6. Review ChatGPT's Results. Pick 3-4 Favorites.

Okay - Sam was raring to go, so I let him run. He came back with a list of Pepto Bismol rebrand concepts, in no specific order. I asked him to prioritize a few selects, telling me why he liked those best. I know, I know...your every fiber feels ridiculous, but ask. And always ask why.


7. File Those Top 3 for Your Team's Brainstorm


Best case scenario? You immediately love ChatGPT's 3-4 picks, agreeing wholeheartedly with the reasoning, the concepts, the ethos. Done.


But just like with people...That's a tall order and a long shot.


In most cases, the first batch of results returned to me by my intern are basic. Lame. Uncreative. Or maybe there's one I like. Don't settle. If the first collection of brainstorm results are basic and uncreative,... I tell ChatGPT that I do not like any of these ideas, because they are basic and uncreative.


Ask for more. Keep asking. Keep sending Sam back to the drawing board until you start to get excited by the results.
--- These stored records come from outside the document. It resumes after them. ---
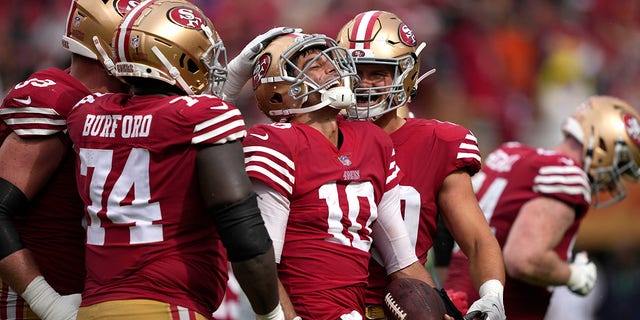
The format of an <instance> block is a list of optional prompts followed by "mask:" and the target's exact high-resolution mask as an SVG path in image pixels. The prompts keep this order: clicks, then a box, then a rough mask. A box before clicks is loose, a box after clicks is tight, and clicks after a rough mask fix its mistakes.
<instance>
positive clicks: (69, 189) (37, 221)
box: [0, 69, 91, 318]
mask: <svg viewBox="0 0 640 320" xmlns="http://www.w3.org/2000/svg"><path fill="white" fill-rule="evenodd" d="M89 94H91V92H89V90H88V89H87V88H86V87H85V86H84V85H83V84H82V83H80V82H79V81H78V80H76V79H75V78H73V77H72V76H70V75H69V73H68V72H67V71H63V70H59V69H46V70H42V71H38V72H36V73H34V74H33V75H31V77H29V78H28V79H27V80H25V81H23V82H20V83H18V84H17V85H15V86H14V87H13V88H12V89H11V91H9V93H8V94H7V96H6V97H5V99H4V101H3V102H2V106H1V107H0V116H1V117H2V120H4V122H5V123H6V125H7V127H8V129H9V130H7V131H5V132H4V133H3V136H2V140H4V138H5V136H6V135H8V134H9V133H10V131H13V132H15V133H16V134H17V135H18V136H20V137H22V138H27V139H28V138H30V137H42V136H51V135H57V136H58V137H59V138H60V139H62V140H63V141H64V142H65V143H66V144H68V146H69V147H68V148H69V149H68V152H67V156H66V158H65V159H64V160H63V161H62V163H61V164H60V166H59V167H58V169H57V170H56V172H55V173H54V174H53V176H52V177H51V179H50V181H49V182H48V183H47V184H46V185H45V186H44V188H43V189H42V190H41V191H40V192H39V194H38V195H37V196H36V197H35V198H34V199H32V201H31V202H30V212H29V214H28V215H22V216H16V217H14V224H15V226H16V229H17V230H18V232H19V233H20V237H21V239H22V242H23V243H24V245H25V247H27V248H29V249H30V250H31V251H32V253H33V256H34V258H35V261H36V262H37V263H38V266H39V268H40V271H41V272H42V274H43V275H44V277H45V278H46V279H47V282H49V284H51V286H52V287H53V288H54V289H56V291H58V292H59V293H61V294H71V293H79V292H82V288H83V284H84V278H85V268H84V235H85V231H84V228H83V227H82V220H83V217H84V214H83V209H82V208H83V205H82V200H81V199H80V197H79V196H78V191H77V187H76V181H75V174H74V171H75V160H74V159H75V155H74V152H73V150H72V148H71V145H70V144H69V143H68V136H67V135H66V134H65V133H64V132H65V130H66V128H67V126H66V120H65V119H66V117H67V114H68V113H69V111H70V110H71V108H73V106H74V105H75V104H76V103H77V102H78V101H79V100H80V99H82V98H83V97H85V96H87V95H89ZM4 297H5V295H2V298H0V306H4V303H5V301H4ZM18 299H19V298H18ZM0 318H2V315H0Z"/></svg>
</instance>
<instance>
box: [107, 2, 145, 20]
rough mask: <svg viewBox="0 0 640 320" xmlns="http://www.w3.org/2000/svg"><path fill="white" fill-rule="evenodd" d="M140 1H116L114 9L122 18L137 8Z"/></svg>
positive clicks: (114, 5) (113, 7) (114, 2)
mask: <svg viewBox="0 0 640 320" xmlns="http://www.w3.org/2000/svg"><path fill="white" fill-rule="evenodd" d="M139 4H140V1H138V0H116V1H114V2H113V9H115V10H116V12H118V14H119V15H120V16H121V17H122V16H124V15H125V13H127V12H129V11H131V9H133V8H134V7H135V6H137V5H139Z"/></svg>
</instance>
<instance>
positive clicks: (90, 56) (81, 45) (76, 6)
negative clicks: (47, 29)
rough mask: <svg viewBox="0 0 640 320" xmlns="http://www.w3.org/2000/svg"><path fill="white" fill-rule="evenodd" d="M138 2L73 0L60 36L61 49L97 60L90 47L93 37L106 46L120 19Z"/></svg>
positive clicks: (88, 57) (92, 43)
mask: <svg viewBox="0 0 640 320" xmlns="http://www.w3.org/2000/svg"><path fill="white" fill-rule="evenodd" d="M138 2H139V1H131V0H103V1H95V0H74V1H71V8H70V9H69V15H68V16H67V26H66V30H65V33H64V35H63V36H62V47H64V48H65V49H67V50H69V51H71V52H73V53H77V54H79V55H82V56H85V57H87V58H91V59H95V60H98V57H99V56H100V53H99V52H98V50H97V49H96V46H95V45H94V41H93V37H94V36H95V37H98V38H99V39H100V40H102V41H104V42H106V43H110V42H111V37H112V36H113V31H115V30H116V27H117V26H118V24H119V23H120V21H121V20H122V16H123V15H124V14H125V13H127V12H128V11H129V10H131V8H133V7H134V6H135V5H137V4H138Z"/></svg>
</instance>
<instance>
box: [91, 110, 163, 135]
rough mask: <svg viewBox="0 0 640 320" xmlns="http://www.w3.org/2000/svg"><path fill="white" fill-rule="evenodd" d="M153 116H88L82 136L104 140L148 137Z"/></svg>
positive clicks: (94, 115)
mask: <svg viewBox="0 0 640 320" xmlns="http://www.w3.org/2000/svg"><path fill="white" fill-rule="evenodd" d="M152 120H153V116H152V115H150V114H147V115H120V114H106V115H105V114H99V115H95V114H87V115H86V117H85V120H84V127H83V129H82V136H84V137H87V136H92V137H96V136H98V137H103V138H116V137H118V138H138V137H148V136H149V131H150V129H151V121H152Z"/></svg>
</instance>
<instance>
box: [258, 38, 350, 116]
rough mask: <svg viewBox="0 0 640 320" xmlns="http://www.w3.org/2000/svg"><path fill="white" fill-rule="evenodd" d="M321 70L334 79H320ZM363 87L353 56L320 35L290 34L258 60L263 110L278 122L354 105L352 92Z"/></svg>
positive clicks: (270, 44)
mask: <svg viewBox="0 0 640 320" xmlns="http://www.w3.org/2000/svg"><path fill="white" fill-rule="evenodd" d="M301 62H304V64H302V65H301ZM318 68H321V69H322V70H327V68H330V69H331V70H332V73H331V74H332V75H333V77H332V78H327V77H324V78H322V79H318V78H317V77H316V75H315V72H318V71H315V70H317V69H318ZM321 72H322V73H323V74H324V73H325V72H324V71H321ZM357 82H358V76H357V74H356V70H355V64H354V62H353V59H352V58H351V57H350V56H349V54H348V53H347V50H345V49H344V48H342V47H339V46H338V45H337V44H336V43H335V41H334V40H333V39H331V38H328V37H326V36H324V35H319V34H313V35H308V34H288V35H284V36H280V37H278V38H276V39H274V40H272V41H271V43H270V44H269V45H268V46H267V47H265V48H264V50H263V51H262V52H261V53H260V54H259V55H258V58H257V60H256V65H255V66H254V73H253V88H254V93H255V96H256V100H257V102H258V107H259V108H260V109H261V110H262V112H263V113H264V114H265V115H266V116H268V117H270V118H271V119H272V120H274V121H286V120H288V119H289V118H290V117H292V116H293V115H295V114H300V113H307V112H312V111H315V110H318V109H320V108H322V107H325V106H329V107H333V108H337V109H342V108H344V107H346V105H352V104H353V103H354V102H355V97H354V95H353V91H352V88H353V86H354V85H355V84H356V83H357Z"/></svg>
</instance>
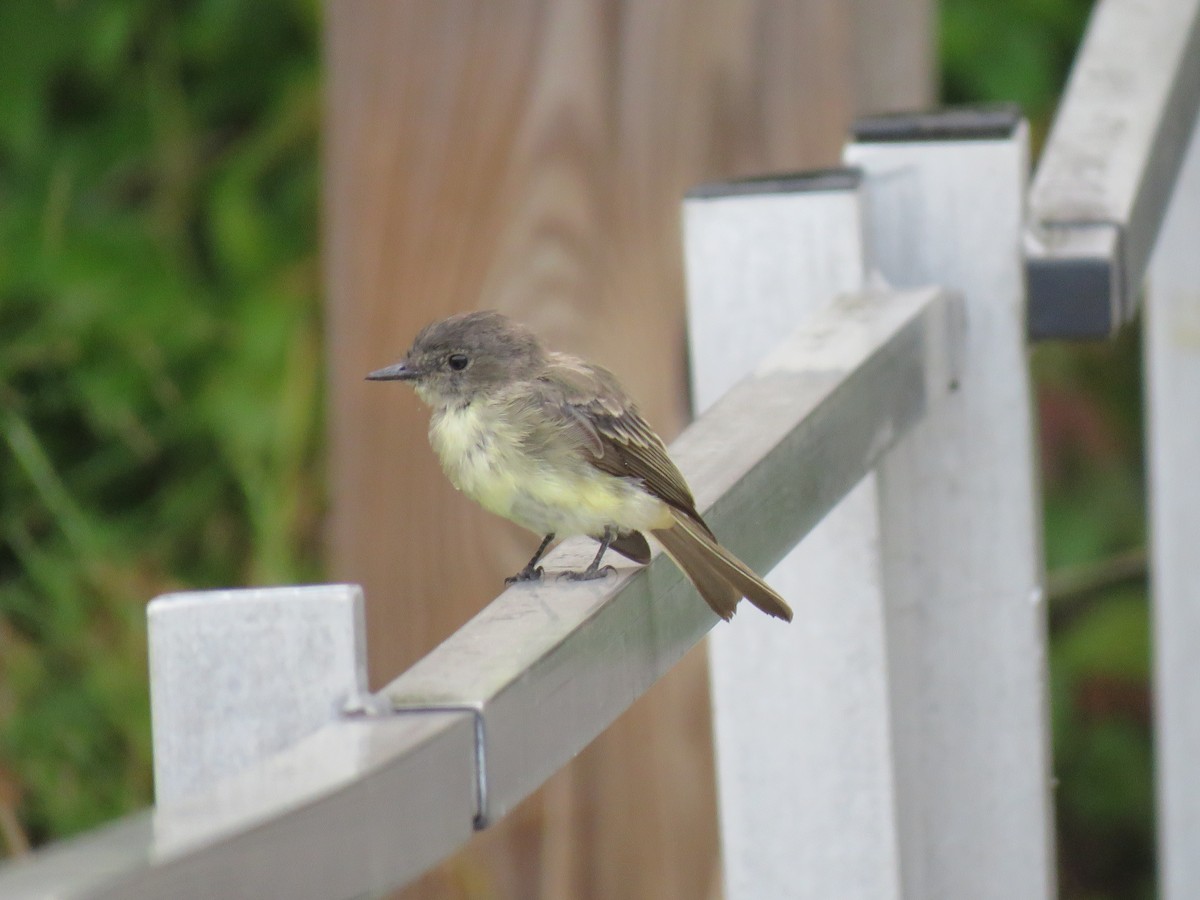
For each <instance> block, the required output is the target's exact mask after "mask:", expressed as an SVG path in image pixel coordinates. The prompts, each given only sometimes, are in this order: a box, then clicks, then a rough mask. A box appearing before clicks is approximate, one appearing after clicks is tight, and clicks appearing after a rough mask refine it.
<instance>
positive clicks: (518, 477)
mask: <svg viewBox="0 0 1200 900" xmlns="http://www.w3.org/2000/svg"><path fill="white" fill-rule="evenodd" d="M505 410H506V408H505V407H499V406H488V404H486V403H478V402H476V403H470V404H468V406H466V407H460V408H452V409H444V410H439V412H438V413H436V414H434V415H433V418H432V419H431V420H430V444H431V445H432V446H433V450H434V452H436V454H437V455H438V458H439V460H440V461H442V468H443V469H445V473H446V476H448V478H449V479H450V481H451V484H454V486H455V487H457V488H458V490H460V491H462V492H463V493H464V494H467V496H468V497H470V498H472V499H473V500H475V502H476V503H478V504H479V505H481V506H482V508H484V509H486V510H488V511H491V512H494V514H497V515H500V516H504V517H505V518H510V520H512V521H514V522H517V523H518V524H522V526H524V527H526V528H529V529H530V530H534V532H539V533H541V534H547V533H550V532H554V533H558V534H559V535H566V534H600V533H601V532H602V530H604V529H605V527H606V526H608V524H618V526H620V527H625V528H634V529H647V528H660V527H665V526H664V524H662V523H664V522H667V523H670V511H668V510H667V508H666V505H665V504H664V503H662V502H661V500H660V499H658V498H656V497H653V496H650V494H649V493H647V492H646V491H644V490H643V488H642V487H641V485H640V484H638V482H636V481H634V480H630V479H620V478H613V476H612V475H608V474H606V473H602V472H600V470H599V469H596V468H595V467H594V466H592V464H590V463H588V462H587V460H586V458H584V456H583V455H582V454H583V451H582V450H581V449H580V446H578V445H577V444H575V443H574V442H570V440H566V443H563V440H565V438H563V439H562V440H556V439H553V438H551V437H550V433H551V432H547V433H540V432H539V433H536V434H534V433H533V432H534V431H536V428H535V427H534V426H533V424H532V422H530V421H529V420H528V419H523V418H522V416H520V415H514V414H512V410H511V409H508V412H505ZM533 446H536V448H538V450H536V451H532V450H530V448H533Z"/></svg>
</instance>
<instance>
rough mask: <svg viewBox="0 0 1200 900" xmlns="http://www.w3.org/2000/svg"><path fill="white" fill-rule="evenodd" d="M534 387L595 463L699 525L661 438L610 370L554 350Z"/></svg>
mask: <svg viewBox="0 0 1200 900" xmlns="http://www.w3.org/2000/svg"><path fill="white" fill-rule="evenodd" d="M535 390H538V392H539V394H540V395H541V397H542V400H544V401H545V402H546V404H547V406H550V407H552V408H556V409H558V410H559V412H560V415H562V416H563V419H564V422H568V424H569V426H570V427H572V428H577V430H578V431H580V433H581V434H582V444H583V446H586V448H587V449H588V450H589V451H590V456H592V458H590V462H592V464H593V466H595V467H596V468H598V469H600V470H601V472H607V473H608V474H611V475H616V476H618V478H636V479H640V480H641V481H642V484H643V485H644V486H646V488H647V490H648V491H649V492H650V493H653V494H654V496H656V497H659V498H660V499H662V500H664V502H666V503H667V504H670V505H671V506H674V508H676V509H678V510H679V511H680V512H684V514H686V515H688V516H690V517H692V518H695V520H696V521H697V522H701V523H703V520H701V517H700V514H698V512H696V500H695V499H692V496H691V491H689V490H688V482H686V481H685V480H684V478H683V475H682V474H680V472H679V469H678V468H677V467H676V464H674V463H673V462H672V461H671V457H670V456H667V450H666V446H664V444H662V439H661V438H660V437H659V436H658V434H655V433H654V430H653V428H650V426H649V425H647V422H646V420H644V419H643V418H642V415H641V413H638V412H637V407H636V406H635V404H634V402H632V401H631V400H630V398H629V396H628V395H626V394H625V391H624V390H623V389H622V388H620V385H619V384H618V383H617V379H616V378H614V377H613V376H612V373H611V372H608V371H607V370H605V368H601V367H599V366H593V365H590V364H588V362H584V361H583V360H578V359H575V358H574V356H566V355H565V354H557V353H556V354H551V361H550V365H548V366H547V367H546V370H545V371H544V372H542V374H541V376H540V377H539V378H538V383H536V385H535ZM706 530H707V528H706Z"/></svg>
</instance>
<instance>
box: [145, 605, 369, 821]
mask: <svg viewBox="0 0 1200 900" xmlns="http://www.w3.org/2000/svg"><path fill="white" fill-rule="evenodd" d="M146 619H148V626H149V642H150V707H151V720H152V728H154V767H155V794H156V799H157V802H158V803H160V804H169V803H172V802H174V800H179V799H180V798H182V797H185V796H187V794H190V793H192V792H194V791H197V790H198V788H204V787H210V786H211V785H212V784H214V782H215V781H216V780H218V779H221V778H223V776H228V775H233V774H235V773H238V772H240V770H242V769H245V768H247V767H250V766H251V764H253V763H257V762H259V761H262V760H263V758H265V757H266V756H270V755H271V754H274V752H277V751H280V750H283V749H284V748H287V746H289V745H292V744H294V743H295V742H298V740H299V739H300V738H302V737H305V736H306V734H308V733H311V732H313V731H316V730H317V728H319V727H320V726H322V725H324V724H325V722H328V721H330V720H331V719H334V718H336V716H337V715H338V713H340V712H341V708H342V707H343V706H344V703H346V702H347V701H348V700H352V698H353V697H355V696H359V695H361V694H364V692H365V691H366V689H367V683H366V671H367V670H366V631H365V625H364V616H362V589H361V588H360V587H359V586H356V584H320V586H313V587H283V588H252V589H246V590H203V592H188V593H180V594H166V595H163V596H160V598H157V599H155V600H154V601H151V602H150V606H149V607H148V610H146Z"/></svg>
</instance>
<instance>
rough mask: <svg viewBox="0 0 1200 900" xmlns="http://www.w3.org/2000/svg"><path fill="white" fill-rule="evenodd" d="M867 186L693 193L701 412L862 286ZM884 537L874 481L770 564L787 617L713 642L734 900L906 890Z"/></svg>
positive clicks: (859, 894) (724, 840)
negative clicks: (888, 705) (888, 702)
mask: <svg viewBox="0 0 1200 900" xmlns="http://www.w3.org/2000/svg"><path fill="white" fill-rule="evenodd" d="M859 181H860V178H859V175H858V173H856V172H853V170H848V169H847V170H841V172H823V173H814V174H812V175H809V176H800V178H792V179H786V180H780V181H778V182H767V184H762V182H758V184H748V182H734V184H731V185H724V186H721V185H716V186H712V187H708V188H706V190H703V191H697V192H694V194H692V196H691V197H689V200H688V203H686V205H685V210H684V221H685V224H686V238H688V253H686V258H688V281H689V298H688V313H689V326H690V329H689V330H690V340H691V352H692V383H694V385H695V395H696V407H697V409H698V410H700V412H703V410H704V409H707V408H708V407H709V406H712V403H713V402H714V401H715V400H716V398H718V397H719V396H720V395H721V394H724V392H725V391H726V390H728V389H730V386H731V385H733V384H734V383H736V382H737V380H738V379H740V378H743V377H745V376H746V374H748V373H750V372H754V371H755V370H757V368H758V367H760V366H761V365H762V359H763V356H764V355H766V354H768V353H769V352H770V350H772V349H773V348H774V347H775V346H776V344H778V343H779V341H780V338H781V336H782V335H786V334H787V332H788V331H790V330H791V329H792V328H794V326H796V324H797V323H799V322H804V320H805V319H806V318H811V316H812V313H814V312H816V311H820V310H823V308H826V307H828V306H830V305H832V304H833V302H834V299H835V296H836V295H839V294H845V293H851V292H856V290H859V289H862V288H863V287H864V284H865V281H866V260H865V252H864V247H863V221H862V203H860V199H862V198H860V193H859ZM797 365H799V366H803V365H805V360H804V359H798V360H797ZM822 365H823V364H821V362H817V364H816V368H821V367H822ZM796 475H799V473H796ZM796 475H793V476H796ZM878 542H880V533H878V509H877V503H876V486H875V475H874V474H870V475H868V476H866V478H865V479H863V480H862V481H860V482H859V485H858V487H856V488H854V491H853V492H852V493H851V494H848V496H847V497H846V498H845V499H844V500H842V503H841V504H840V505H839V506H838V508H836V509H835V510H834V511H833V512H830V514H829V515H828V516H827V517H826V518H824V520H823V521H822V522H821V523H820V524H818V526H817V528H816V529H815V530H814V532H812V533H811V534H810V535H809V536H808V538H805V539H804V541H803V542H802V544H800V545H799V546H798V547H796V548H794V550H793V551H792V552H791V553H790V554H788V556H787V557H786V558H785V559H784V560H782V562H781V563H780V564H779V565H778V566H775V569H774V570H773V571H772V572H770V576H769V578H770V582H772V583H773V584H774V586H775V587H776V588H778V589H779V590H780V592H781V593H782V594H784V595H785V596H786V598H787V599H788V602H791V604H793V605H794V610H796V620H794V622H793V623H792V625H791V626H790V628H779V623H776V622H772V620H769V619H766V618H763V617H758V616H754V614H744V616H738V617H736V618H734V619H733V622H732V623H731V624H730V625H727V626H725V628H719V629H716V630H714V631H713V634H712V637H710V642H709V648H710V676H712V689H713V714H714V721H715V737H716V763H718V767H716V768H718V773H719V775H720V778H719V788H720V814H721V844H722V847H724V850H725V896H726V900H754V899H755V898H767V896H805V898H834V896H836V898H845V896H864V898H868V896H869V898H880V900H883V899H884V898H895V896H899V895H900V877H899V865H898V859H896V838H895V812H894V809H893V787H892V754H890V728H889V709H888V691H887V648H886V646H884V641H883V634H884V629H883V592H882V583H881V581H882V576H881V562H880V552H878Z"/></svg>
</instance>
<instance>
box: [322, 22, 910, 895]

I find that oftentimes, ChatGPT's first round of results are mundane or typical. I also know that if I keep asking, it will run out of mundane and typical suggestions, and start to at least provide original, interesting, potentially weird results.


And that's basically what creativity is, right? Weird, offbeat, unexpected results. Don't rest until you get those. Then file them away...we have a creative brainstorm to plan with your team.


And Sam is invited.


Ready for the team brainstorm? Dive in to Part 2!


Bonus Content: Here's how I handle off-track results.

Just like with people, ChatGPT might not 'get' what you want at first. And just like with people, you try to patiently explain a different way. Or give more context. Provide links, images, text copy. Maybe reframe. When you work closely with a partner, it takes some time to get in sync. This is the same type of investment. Try it.